Pathogenesis of obesity
Leptin insensitivity possibly plays a role in the development of cranial radiation-related obesity. Brennan and colleagues reported significantly higher levels of leptin in 32 survivors of childhood ALL who had been treated with high doses of cranial radiation compared with age- and BMI-matched controls (76). Leptin is an adipocyte-derived hormone that binds to the biologically active receptor in the hypothalamus (77). It has been proposed that radiation-induced damage to the pituitary–hypothalamus axis disrupts leptin signal, resulting in obesity (76). However, the individual variability is possibly related to genetic susceptibility.
Polygenic variants presumably account for most of the genetic variation relevant to body weight regulation in the general population. Obesity results via the interaction of several polygenic variants and their interaction in turn with environmental factors. Two gene variants with small but replicable effects on body weight have been identified so far: melanocortin-4 receptor genes (MC4R; refs. 78–80) and fat mass and obesity associated genes (FTO; refs. 81, 82). Overall, the mechanism of action of most obesity genes is not well understood; adipose tissue and skeletal muscle are sites for storage, release, and metabolism of fatty acids, and therefore may be involved. The observed genetic variation in obesity explains only a minor fraction (2%–4%) of the total genetic variation explained to be present in the general population (83).

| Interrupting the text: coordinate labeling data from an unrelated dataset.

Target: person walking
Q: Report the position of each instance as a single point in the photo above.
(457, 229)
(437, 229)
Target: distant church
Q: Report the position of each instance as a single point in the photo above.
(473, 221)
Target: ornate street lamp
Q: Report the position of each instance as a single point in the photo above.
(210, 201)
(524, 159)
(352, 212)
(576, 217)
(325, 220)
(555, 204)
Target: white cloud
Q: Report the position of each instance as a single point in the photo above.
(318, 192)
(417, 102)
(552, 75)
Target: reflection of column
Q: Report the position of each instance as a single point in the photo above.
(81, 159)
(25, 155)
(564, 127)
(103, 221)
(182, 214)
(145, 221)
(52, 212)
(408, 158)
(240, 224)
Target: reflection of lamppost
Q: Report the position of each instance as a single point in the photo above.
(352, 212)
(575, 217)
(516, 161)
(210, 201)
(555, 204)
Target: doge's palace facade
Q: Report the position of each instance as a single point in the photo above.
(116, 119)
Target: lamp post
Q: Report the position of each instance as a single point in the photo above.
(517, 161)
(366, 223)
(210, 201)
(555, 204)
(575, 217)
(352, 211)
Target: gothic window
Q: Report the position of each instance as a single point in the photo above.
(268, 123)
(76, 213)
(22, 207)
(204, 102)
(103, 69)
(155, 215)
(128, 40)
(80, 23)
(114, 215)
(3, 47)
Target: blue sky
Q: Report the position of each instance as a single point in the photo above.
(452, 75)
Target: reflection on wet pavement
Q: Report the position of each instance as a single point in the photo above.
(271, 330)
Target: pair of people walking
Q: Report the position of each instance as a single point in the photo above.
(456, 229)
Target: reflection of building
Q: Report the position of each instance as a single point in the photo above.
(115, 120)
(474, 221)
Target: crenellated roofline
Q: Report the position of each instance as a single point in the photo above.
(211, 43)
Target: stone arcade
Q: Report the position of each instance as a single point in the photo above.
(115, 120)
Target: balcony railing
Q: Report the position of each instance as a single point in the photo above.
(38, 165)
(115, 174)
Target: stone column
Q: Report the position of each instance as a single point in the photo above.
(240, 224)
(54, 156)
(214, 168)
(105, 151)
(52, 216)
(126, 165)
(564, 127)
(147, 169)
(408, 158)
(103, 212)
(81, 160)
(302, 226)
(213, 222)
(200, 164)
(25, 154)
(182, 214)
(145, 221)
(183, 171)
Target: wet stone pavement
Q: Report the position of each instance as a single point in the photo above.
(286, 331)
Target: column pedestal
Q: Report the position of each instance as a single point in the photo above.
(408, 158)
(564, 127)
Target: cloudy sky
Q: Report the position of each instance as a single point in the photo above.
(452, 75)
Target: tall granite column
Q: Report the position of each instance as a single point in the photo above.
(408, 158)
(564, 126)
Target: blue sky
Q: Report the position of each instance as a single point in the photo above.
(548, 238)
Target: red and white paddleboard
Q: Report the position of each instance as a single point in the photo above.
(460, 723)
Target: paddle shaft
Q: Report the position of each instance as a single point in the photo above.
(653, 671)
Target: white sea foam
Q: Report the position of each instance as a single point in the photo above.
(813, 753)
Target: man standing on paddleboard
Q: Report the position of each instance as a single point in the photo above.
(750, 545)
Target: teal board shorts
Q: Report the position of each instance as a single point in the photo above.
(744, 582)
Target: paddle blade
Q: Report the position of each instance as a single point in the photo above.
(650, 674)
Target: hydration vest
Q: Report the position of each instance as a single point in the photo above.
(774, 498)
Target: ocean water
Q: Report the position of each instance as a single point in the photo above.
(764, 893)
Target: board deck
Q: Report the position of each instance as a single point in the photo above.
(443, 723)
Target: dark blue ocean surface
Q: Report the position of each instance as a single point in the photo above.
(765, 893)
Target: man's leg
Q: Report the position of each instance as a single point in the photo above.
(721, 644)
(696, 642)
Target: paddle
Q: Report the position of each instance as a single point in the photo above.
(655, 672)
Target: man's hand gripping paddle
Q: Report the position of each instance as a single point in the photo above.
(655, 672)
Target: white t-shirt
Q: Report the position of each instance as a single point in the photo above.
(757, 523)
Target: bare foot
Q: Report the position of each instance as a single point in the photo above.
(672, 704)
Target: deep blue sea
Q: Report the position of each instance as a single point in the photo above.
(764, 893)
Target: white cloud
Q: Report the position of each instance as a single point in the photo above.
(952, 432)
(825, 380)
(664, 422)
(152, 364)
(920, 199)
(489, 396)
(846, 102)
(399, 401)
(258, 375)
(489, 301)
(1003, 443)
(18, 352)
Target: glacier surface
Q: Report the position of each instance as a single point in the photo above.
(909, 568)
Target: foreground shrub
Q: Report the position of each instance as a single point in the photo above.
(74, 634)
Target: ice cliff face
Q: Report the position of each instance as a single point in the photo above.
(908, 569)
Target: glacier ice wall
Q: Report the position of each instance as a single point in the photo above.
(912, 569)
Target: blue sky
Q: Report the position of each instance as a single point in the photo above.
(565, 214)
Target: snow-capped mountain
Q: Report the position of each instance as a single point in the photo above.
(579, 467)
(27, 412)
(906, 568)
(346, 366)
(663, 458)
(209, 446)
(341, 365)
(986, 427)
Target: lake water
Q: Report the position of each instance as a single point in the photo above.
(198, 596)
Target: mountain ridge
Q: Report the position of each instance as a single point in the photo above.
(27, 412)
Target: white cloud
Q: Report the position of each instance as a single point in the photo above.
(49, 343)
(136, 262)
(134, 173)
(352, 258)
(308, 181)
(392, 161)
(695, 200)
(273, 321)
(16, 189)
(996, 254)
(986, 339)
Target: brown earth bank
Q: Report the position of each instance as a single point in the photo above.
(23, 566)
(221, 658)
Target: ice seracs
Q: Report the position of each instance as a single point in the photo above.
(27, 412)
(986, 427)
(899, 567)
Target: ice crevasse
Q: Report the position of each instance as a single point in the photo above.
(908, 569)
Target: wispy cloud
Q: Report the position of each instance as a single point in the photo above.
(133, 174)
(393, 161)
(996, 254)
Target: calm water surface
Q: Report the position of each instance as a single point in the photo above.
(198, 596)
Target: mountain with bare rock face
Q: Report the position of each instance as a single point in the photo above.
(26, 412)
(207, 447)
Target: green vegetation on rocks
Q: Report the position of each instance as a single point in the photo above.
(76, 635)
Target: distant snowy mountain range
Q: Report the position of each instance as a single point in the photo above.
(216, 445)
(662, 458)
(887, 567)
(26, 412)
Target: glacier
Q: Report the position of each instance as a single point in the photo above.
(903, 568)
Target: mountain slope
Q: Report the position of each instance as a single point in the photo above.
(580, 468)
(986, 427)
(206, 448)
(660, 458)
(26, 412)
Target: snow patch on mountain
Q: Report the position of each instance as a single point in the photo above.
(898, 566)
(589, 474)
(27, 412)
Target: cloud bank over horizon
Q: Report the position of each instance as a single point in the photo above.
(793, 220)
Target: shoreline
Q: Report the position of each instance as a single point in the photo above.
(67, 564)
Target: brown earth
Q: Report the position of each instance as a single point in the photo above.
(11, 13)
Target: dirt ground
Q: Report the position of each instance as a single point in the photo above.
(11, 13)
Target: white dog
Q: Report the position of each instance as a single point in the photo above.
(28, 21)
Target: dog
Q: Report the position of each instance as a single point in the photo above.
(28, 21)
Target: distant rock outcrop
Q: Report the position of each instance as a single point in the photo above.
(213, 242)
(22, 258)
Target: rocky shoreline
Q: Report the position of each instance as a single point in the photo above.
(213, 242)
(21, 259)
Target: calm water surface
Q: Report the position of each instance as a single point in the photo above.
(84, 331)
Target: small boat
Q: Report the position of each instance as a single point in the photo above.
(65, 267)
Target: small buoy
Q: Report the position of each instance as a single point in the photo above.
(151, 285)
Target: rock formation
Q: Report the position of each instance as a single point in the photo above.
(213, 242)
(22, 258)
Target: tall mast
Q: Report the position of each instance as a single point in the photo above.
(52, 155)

Given that the magnitude of risk for obesity is much higher among cancer survivors than in the general population, it is possible that there is a role for gene–environment (therapy) interactions that influence obesity in the survivors. Ross and colleagues evaluated the potential association between polymorphism Gln223Arg, in the leptin receptor (LEPR) gene and risk of obesity in ALL survivors enrolled in the CCSS (ref. 84; Table 1). Overweight female ALL survivors were significantly more likely to possess a homozygous Arg genotype compared with female survivors with BMI less than 25 kg/m2 (24% vs. 12%, P = 0.007). In contrast, no significant difference was observed for male survivors (25% vs. 21%, P = 0.37). Further, for females, there was a statistically significant (P = 0.04) interaction with higher levels of radiation treatment; survivors treated with more than 20 Gy who were homozygous for the Arg allele were greater than 6 times more likely to be overweight/obese compared with those who possessed at least one Gln allele. The risk was considerably lower for females treated with less than 20 Gy radiation or with chemotherapy alone. This study supported the role for LEPR polymorphism as a potential mechanism for obesity in female survivors of childhood ALL exposed to cranial radiation. However, there is a paucity of data in the literature examining the role of genetic susceptibility in the development of obesity in cancer survivors. There is a need to examine the role of genes implicated in obesity in the general population in the cancer survivor population, with careful attention to exploration of gene–environment interactions.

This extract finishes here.